The acronym API stands for Application Programming Interface. An API is essentially an interface that enables applications to communicate with one another.
As Jérémy Mésière, Middleware Architect at Manutan points out, "there are quite a few analogies that help to explain an API in practical terms. One of the best ways to illustrate the concept of an API is by using the analogy of a restaurant waiter. The waiter represents the interface between the customer (the developer) and the kitchen (the application). The customer, who is unfamiliar with the restaurant's dishes, relies on the menu (API catalogue) to place an order with the waiter, who then forwards the order to the kitchen."

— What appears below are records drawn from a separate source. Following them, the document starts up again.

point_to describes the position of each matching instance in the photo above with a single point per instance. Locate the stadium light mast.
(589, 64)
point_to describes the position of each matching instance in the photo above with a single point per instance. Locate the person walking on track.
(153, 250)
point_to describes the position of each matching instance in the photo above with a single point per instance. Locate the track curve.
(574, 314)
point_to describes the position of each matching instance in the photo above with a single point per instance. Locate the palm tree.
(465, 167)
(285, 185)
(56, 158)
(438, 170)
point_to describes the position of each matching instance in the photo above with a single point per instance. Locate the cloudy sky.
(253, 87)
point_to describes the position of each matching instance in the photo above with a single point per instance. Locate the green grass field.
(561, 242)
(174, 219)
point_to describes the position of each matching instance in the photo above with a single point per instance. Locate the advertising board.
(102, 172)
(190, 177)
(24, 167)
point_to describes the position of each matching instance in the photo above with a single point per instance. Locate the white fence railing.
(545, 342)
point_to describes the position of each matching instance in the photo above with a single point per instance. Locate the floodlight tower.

More specifically, an API is a programming interface offering a set of procedures and functions to software or computer programs via a software library or web service.
The principle of an API is to provide the tools required to resolve an issue, without disclosing the details of its implementation. In turn, developers can use a program without having to worry about its complex operation.
Whether in procurement or any other field, APIs rely on the exchange of information have numerous potential applications. Here are a few examples within procurement:
- Search360: Easy access to bids from suppliers
A prime example is the next-generation e-procurement solution co-developed by Ivalua and Manutan: Search360. This solution retrieves static catalogue information uploaded to the user's solution, as well as dynamic information provided by suppliers through a product search API. Users therefore benefit from a single interface to consult their suppliers' static and dynamic catalogues in real time. By using APIs, Search360 ensures an optimal user experience and saves time for users when they perform searches.
- Speeding up exchanges between customers, suppliers and manufacturers
Suppliers can also link up with their manufacturers in order to automate and speed up workflows. For example, when a customer places an order on a supplier's website, a purchase order is automatically sent via an API to the manufacturer, which then automatically sends a dispatch notice to the supplier when the product has been dispatched for delivery.
Regardless of whether information is submitted or retrieved from data, the use of APIs in B2B purchasing looks likely to bring marked improvements. In turn, the issue of securing data will continue to gather momentum.
Lastly, these live information exchanges make it possible to automate processes with low added value, coupled with access to quality information as exchanges are performed in real time. Alongside all the other benefits, this saves a tremendous amount of time for procurement teams.